It's the deer-in-headlights phenomenon. When we are called upon to perform in public, we may simply freeze instead.
Lots of people suffer from performance anxiety — even some of the most famous singers, actors, and business people have crippling anxiety before shows or presentations. The brain sometimes seems to just freeze when the spotlight comes on.
All you need to do to short-circuit this panicked response may be to picture your audience as a group of kindly people willing you do to well, according to a new study that looked at what the brain actually does when it shuts down.
To see what happens in the brain when people are subjected to mild performance pressure, researchers had participants grip an object while watching a video of two people who appeared to be watching the participant’s performance, or two people who appeared to be watching someone else’s performance. The participants did all this while in an fMRI scanner, so the researchers could see what was happening in the brains in real time.
When the participants felt that they were being watched, they gripped the object harder, as was expected based on previous research. They also reported being more anxious. But there also were some interesting things going on in their brains.
Picturing the audience in their underwear is an old trick people use to relax themselves during a performance. But a better way might be to picture a positive, supportive audience.
The researchers figured out that an area of the brain that picks up on what others are thinking sends signals to the part of the brain that controls fine sensorimotor function. But the signal can differ, they say, depending on whether we believe the audience is supportive or judgmental.
If we think our audience wants us to succeed, we perform just fine. But when our perception of others is that they’re judging us negatively, the area of the brain that controls sensorimotor function becomes deactivated, and our performance falls apart — we freeze.
Picturing the audience in their underwear is an old trick people use to relax themselves during a performance. But a better way might be to picture a positive, supportive audience. “It's important to believe that the audience is supporting you and wishing for your successful performance,” said study author Michiko Yoshie in a news release.
“To strengthen such beliefs,” said Yoshie, “you should sometimes have opportunities to perform in front of your supporters. For example, before an actual public performance, a musician could perform in front of his/her family and close friends and receive a lot of applause.” This will help your brain make the right connections, and help your self-confidence in general.
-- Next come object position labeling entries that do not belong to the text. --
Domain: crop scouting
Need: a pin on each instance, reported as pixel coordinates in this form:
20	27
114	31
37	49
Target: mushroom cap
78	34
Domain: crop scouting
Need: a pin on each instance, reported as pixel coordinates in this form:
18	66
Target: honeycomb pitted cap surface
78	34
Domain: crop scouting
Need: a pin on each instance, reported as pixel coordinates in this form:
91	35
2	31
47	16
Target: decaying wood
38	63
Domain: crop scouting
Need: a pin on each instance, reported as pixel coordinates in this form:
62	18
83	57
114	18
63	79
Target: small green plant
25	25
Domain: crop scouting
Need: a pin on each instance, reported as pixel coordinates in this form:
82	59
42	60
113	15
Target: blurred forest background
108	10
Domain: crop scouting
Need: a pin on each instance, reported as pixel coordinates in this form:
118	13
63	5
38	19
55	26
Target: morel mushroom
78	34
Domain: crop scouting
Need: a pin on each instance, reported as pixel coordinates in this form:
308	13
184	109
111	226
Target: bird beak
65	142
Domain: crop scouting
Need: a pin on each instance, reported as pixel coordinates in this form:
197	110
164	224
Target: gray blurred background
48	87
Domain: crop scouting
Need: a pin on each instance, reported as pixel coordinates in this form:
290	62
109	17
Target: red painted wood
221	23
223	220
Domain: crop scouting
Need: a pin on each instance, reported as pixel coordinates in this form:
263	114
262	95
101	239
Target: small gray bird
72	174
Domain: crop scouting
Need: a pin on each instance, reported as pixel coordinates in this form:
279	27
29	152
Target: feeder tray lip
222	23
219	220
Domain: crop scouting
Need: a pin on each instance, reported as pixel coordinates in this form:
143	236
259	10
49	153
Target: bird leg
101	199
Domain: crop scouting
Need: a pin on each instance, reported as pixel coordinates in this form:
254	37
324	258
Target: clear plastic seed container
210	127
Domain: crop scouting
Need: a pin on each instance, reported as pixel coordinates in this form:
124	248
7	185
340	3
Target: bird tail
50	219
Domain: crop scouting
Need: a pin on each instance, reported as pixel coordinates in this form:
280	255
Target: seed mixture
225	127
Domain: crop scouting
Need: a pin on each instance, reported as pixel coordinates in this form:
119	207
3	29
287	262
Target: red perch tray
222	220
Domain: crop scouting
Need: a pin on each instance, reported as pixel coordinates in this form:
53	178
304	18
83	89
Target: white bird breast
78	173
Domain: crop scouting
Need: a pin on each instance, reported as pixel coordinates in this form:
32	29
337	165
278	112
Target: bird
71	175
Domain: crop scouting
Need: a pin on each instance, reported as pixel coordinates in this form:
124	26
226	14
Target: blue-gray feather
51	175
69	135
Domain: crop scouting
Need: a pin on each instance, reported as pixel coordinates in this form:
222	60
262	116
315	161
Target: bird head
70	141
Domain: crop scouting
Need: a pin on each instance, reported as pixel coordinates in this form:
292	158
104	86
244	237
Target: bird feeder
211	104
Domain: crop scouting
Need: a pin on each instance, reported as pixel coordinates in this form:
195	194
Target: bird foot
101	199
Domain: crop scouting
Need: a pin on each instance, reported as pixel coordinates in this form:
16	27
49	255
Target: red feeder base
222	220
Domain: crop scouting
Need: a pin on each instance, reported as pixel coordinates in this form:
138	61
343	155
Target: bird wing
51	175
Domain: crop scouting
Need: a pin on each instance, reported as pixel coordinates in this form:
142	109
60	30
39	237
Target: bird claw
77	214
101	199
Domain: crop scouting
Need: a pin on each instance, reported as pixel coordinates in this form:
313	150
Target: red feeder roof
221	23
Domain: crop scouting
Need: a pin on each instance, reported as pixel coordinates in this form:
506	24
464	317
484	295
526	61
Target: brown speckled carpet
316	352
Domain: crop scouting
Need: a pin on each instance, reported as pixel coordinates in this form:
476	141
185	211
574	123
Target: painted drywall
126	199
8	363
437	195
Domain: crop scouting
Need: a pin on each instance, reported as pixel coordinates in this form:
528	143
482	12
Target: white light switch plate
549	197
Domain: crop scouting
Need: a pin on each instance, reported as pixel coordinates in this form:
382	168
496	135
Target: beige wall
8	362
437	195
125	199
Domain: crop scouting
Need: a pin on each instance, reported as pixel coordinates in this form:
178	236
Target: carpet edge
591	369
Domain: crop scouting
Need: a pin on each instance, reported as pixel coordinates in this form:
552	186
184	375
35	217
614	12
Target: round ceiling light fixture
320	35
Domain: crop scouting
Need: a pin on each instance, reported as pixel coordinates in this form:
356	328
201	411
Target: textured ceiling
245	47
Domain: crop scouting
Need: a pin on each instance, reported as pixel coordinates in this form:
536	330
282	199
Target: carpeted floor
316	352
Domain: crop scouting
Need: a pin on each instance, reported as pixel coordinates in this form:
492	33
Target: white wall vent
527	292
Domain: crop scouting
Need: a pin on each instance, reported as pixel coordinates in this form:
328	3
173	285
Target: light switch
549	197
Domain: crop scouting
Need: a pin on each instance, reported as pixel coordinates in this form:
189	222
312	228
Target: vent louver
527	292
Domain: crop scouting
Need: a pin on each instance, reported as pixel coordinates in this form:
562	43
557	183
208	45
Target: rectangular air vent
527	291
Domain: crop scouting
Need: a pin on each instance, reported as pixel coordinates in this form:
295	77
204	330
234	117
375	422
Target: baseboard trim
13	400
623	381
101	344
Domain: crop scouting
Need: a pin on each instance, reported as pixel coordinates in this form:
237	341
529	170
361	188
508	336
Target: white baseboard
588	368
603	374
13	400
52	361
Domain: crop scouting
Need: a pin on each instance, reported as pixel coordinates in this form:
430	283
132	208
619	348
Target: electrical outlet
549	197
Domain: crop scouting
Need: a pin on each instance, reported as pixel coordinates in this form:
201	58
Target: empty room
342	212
And for people with more profound performance anxiety, there are some clinical treatments, like neurofeedback, transcranial magnetic stimulation (TMS), and transcranial direct current stimulation (tDCS).
If you have performance anxiety, try to practice on people who support you — and try to take that sensation with you when you’re doing the real thing. But if the anxiety is very challenging, and impacts your ability to get in front of an audience at all, or make it through a presentation, it may be time to see a therapist who has experience treating performance anxiety.
The study is published in the Scientific Reports.